Io penso che la guida dello Stato e di ogni ente pubblico territoriale, invece, debba principalmente essere affidata, in una democrazia reale e partecipativa, alle categorie sociali di cui facciano parte tutti coloro che sono, vogliono essere e sono stati lavoratori e "produttori". In questa ottica, i candidati alle cariche pubbliche dovrebbero essere scelti dalle categorie sociali attraverso elezioni primarie a cui , di diritto, partecipino, tutti coloro che fanno parte, vogliano far parte e hanno fatto parte della categorie. Una organizzazione democraticamente all’avanguardia, infatti, deve darsi da se i rappresentanti e i capi, scegliendoli e selezionandoli tra coloro che sono considerati i più capaci di interpretare le esigenze materiali e culturali del popolo. Si verificherebbe, così, che se tutti i corpi sociali fossero rappresentati nelle istituzioni legislative, in esse verrebbero manifestati i diversi interessi che potrebbero accordarsi o scontrarsi reciprocamente ma in modo necessariamente trasparente, nelle pubbliche assemblee parlamentari, comunali e regionali. Questo è un corporativismo democratico che mi piacerebbe, mentre detesto profondamente quello delle lobbies, che influiscono nascostamente sulle "combricole" che controllano i partiti politici. Non vi pare che il dannoso corporativismo delle lobbies sia reso possibile, di fatto, dalla partitocrazia? Vi pare che la gente debba essere sottratta dalla tutela dei sedicenti “illuminati” che controllano i partiti?
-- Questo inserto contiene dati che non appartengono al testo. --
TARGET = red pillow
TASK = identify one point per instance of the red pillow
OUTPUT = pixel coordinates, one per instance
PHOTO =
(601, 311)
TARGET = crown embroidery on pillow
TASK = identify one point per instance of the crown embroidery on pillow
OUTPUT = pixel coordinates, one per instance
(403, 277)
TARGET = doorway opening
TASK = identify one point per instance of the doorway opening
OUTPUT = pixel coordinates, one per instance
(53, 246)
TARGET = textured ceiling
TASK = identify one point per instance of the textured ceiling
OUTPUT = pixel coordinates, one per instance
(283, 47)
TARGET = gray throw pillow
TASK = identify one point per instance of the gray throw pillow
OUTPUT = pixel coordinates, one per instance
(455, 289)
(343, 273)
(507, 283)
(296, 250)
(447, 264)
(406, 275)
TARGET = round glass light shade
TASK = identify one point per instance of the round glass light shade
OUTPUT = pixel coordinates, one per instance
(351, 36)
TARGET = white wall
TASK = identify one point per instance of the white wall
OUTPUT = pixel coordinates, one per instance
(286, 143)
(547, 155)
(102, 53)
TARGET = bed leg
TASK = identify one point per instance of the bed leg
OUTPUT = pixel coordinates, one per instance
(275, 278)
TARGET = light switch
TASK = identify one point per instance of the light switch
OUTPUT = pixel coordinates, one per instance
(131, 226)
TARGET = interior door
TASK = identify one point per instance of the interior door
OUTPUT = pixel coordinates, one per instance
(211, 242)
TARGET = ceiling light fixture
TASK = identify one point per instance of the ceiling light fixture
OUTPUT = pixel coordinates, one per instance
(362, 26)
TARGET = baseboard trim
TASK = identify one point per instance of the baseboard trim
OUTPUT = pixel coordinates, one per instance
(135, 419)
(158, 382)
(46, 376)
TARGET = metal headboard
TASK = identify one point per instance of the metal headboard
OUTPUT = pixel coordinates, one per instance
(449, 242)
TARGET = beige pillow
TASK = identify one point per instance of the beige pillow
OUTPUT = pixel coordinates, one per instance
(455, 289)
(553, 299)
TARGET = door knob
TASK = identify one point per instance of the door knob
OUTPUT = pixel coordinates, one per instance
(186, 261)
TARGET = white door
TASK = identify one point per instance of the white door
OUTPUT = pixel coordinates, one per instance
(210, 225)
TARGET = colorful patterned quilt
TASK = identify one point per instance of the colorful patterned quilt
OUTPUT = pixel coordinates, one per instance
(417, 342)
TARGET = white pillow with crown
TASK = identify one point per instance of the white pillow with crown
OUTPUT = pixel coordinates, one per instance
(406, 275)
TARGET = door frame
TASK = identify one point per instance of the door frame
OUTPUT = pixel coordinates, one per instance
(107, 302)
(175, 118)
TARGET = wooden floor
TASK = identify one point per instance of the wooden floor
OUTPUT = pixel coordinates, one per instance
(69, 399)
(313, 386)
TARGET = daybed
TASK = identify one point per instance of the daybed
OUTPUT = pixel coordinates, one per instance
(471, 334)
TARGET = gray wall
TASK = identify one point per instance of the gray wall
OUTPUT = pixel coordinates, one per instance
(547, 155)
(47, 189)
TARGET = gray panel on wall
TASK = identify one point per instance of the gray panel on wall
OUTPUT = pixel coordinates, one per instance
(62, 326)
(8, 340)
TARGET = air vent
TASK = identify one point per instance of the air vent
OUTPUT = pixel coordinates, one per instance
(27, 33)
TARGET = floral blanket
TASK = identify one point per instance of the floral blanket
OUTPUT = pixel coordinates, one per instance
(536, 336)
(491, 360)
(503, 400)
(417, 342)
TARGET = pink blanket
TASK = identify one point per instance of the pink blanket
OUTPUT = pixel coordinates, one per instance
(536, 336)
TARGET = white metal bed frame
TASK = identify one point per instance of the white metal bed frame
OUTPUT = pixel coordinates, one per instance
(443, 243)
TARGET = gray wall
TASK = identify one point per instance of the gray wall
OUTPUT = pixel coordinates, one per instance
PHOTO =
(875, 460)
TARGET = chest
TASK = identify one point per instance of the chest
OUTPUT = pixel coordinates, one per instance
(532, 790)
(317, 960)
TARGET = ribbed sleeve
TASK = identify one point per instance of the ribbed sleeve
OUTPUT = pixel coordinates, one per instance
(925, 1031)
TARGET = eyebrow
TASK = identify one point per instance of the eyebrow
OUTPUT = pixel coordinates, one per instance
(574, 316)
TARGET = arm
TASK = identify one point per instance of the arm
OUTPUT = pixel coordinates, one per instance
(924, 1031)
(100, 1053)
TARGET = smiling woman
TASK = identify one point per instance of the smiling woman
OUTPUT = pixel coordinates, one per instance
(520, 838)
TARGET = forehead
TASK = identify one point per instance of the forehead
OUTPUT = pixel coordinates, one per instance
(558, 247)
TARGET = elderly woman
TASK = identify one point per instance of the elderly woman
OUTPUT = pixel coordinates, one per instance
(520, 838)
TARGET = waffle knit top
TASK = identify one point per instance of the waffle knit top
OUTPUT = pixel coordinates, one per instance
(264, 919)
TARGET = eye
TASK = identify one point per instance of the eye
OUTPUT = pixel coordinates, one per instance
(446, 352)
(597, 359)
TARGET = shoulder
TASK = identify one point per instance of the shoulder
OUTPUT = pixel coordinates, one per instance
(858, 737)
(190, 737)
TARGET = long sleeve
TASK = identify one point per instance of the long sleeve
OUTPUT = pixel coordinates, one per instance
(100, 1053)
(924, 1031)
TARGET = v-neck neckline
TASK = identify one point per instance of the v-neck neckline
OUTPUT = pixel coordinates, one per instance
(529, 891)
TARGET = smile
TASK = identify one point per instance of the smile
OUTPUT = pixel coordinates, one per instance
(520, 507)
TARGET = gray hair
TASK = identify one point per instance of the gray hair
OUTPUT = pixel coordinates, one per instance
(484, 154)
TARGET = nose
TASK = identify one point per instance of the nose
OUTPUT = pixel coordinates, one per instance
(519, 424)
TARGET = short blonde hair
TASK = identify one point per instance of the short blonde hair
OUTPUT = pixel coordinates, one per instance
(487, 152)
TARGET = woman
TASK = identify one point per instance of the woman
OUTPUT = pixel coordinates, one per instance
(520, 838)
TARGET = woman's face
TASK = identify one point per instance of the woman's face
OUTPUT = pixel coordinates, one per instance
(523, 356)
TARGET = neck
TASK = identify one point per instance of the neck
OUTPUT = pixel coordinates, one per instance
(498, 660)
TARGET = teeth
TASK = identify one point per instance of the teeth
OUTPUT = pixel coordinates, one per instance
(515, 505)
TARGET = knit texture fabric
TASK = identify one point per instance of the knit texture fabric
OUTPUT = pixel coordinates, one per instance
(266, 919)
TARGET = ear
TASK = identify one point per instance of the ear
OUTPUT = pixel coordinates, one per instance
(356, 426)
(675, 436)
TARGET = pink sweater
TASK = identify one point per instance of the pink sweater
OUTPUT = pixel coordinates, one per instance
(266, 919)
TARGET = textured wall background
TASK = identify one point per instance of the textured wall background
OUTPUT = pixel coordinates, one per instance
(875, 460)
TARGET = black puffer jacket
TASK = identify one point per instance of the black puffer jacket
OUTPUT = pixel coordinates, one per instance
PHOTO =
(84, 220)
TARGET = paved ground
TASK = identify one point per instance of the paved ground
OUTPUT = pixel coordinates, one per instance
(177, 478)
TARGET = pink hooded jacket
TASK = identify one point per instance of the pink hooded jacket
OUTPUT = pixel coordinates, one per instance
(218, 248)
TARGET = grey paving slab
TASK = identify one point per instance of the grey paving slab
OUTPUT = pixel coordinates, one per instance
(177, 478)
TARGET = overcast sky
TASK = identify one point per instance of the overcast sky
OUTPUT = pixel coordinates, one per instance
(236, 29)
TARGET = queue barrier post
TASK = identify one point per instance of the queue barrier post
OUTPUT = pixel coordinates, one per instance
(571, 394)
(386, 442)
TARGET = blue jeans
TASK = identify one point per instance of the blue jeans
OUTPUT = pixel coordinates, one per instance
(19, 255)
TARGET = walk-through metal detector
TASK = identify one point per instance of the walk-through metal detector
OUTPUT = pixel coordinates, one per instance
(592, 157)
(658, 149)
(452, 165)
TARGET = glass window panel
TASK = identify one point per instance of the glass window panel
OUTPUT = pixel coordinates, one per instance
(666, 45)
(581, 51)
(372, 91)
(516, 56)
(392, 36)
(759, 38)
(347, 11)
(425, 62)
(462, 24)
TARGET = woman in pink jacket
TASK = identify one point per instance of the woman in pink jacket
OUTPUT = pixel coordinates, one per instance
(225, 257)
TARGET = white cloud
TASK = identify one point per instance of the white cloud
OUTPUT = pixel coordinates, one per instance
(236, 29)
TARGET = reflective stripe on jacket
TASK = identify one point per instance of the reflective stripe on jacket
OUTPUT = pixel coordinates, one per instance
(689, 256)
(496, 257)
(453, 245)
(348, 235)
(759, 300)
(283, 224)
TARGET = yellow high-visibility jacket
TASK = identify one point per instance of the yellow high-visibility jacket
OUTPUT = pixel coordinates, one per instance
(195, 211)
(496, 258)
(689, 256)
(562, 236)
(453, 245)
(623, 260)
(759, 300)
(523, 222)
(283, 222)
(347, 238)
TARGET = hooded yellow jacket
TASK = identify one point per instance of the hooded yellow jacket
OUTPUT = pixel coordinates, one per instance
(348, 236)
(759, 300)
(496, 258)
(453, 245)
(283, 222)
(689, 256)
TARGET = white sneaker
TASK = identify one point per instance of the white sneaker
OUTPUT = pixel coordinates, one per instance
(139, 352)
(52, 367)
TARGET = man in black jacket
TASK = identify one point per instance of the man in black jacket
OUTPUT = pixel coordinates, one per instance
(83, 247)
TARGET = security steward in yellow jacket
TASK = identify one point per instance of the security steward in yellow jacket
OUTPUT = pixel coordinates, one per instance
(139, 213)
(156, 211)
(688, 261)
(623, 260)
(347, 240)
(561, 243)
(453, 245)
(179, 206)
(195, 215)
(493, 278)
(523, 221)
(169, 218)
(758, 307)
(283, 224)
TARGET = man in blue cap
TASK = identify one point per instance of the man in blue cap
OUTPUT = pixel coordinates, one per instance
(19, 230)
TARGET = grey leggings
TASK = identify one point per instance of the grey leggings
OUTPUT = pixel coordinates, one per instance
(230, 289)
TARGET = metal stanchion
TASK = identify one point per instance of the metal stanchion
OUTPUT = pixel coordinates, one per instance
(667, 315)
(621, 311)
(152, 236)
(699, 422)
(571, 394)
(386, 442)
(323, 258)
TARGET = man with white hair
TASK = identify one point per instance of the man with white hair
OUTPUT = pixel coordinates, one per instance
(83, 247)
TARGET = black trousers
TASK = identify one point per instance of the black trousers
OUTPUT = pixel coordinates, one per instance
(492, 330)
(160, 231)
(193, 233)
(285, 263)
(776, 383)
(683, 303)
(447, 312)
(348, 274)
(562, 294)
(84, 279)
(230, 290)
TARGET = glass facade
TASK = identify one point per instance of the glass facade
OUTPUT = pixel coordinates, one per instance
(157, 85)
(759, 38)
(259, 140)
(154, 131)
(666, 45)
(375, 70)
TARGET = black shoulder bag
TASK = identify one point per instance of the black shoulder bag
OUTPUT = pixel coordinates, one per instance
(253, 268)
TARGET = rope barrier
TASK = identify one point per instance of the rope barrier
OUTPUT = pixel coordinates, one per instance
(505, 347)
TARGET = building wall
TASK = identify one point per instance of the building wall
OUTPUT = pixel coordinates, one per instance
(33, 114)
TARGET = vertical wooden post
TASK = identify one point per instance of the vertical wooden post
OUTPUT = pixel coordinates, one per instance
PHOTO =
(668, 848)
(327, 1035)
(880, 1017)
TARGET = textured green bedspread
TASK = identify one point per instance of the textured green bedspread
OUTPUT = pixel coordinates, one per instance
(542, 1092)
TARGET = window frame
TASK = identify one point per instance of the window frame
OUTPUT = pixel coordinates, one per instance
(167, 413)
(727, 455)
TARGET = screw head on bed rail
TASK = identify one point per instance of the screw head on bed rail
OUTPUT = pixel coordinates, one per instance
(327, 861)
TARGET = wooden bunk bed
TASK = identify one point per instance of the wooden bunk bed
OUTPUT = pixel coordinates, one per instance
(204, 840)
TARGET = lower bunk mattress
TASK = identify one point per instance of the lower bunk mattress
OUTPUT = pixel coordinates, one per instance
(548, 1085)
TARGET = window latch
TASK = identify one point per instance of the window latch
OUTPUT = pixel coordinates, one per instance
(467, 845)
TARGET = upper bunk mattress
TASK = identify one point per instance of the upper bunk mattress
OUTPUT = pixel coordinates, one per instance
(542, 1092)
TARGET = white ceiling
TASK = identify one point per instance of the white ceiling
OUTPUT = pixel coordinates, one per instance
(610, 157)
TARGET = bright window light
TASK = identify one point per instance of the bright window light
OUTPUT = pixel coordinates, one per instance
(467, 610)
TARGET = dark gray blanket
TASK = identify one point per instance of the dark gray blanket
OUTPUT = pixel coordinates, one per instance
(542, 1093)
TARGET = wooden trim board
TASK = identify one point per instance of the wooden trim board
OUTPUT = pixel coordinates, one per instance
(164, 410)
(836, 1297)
Per ridurre il potere dei partiti, ai quali, comunque, riconosco senza dubbio il diritto di esprimere liberamente le loro idee e di partecipare, pure loro, al potere legislativo, modificherei la Costituzione anche in quelle parti che disciplinato l’esercizio della funzione giudiziaria. Infatti mi pare che la divisione dei poteri non sia sufficientemente marcata. Non mi piace, in particolare, il fatto che 1/3 dei membri del C.S.M sia eletto dal Parlamento (art.104) e che 2/3 della Corte Costituzionale (art.135) siano scelti dallo stesso Parlamento a dal Presidente della Repubblica, a sua volta eletto dal Parlamento. A ciò aggiungo che sono anche convinto che, in questo Paese, il problema della politicizzazione della Magistratura esista almeno dagli anni ’60, da quando, cioè, si consentì la formazione di correnti fondate su basi ideologiche. Se i partiti politici hanno il potere di controllare e nominare i magistrati, essi hanno in mano la sorte della nazione e di ogni cittadino e ciò non è ammissibile in una democrazia. Trovo anche assolutamente nocivo che sia consentito ai magistrati di passare disinvoltamente dalla carriera giudiziaria alle elezioni per il Parlamento, e ritornare successivamente, nei vecchi ranghi. Questo andazzo denota una inammissibile vicinanza ai partiti da parte di chi deve interpretare la volontà del legislatore e applicarla in condizioni di terzietà e desidererei, perciò, una profonda riforma che lo eliminasse. Se, poi, l’errata interpretazione della volontà del legislatore non è sanzionata per lo meno con ritardi della carriera, la mia fiducia in questo sistema giudiziario è fortemente incrinata. Mi rendo conto, a questo punto, di essermi fatto trascinare dai mei sogni politici, forse poco realistici. Chiedo scusa. Comunque, tornando con i piedi per terra, spero che l’accordo Renzi-Berlusconi produca per il nostro Paese gli effetti positivi che hanno previsto. Sarebbe già tanto. Certo, si potrebbe sempre sperare in qual cosa di meglio, ma, lo ripeto, poiché il “meglio è nemico del bene”, non si può passare la vita “aspettando Godot” e occorre, quindi, accontentarsi di ciò che passa il convento.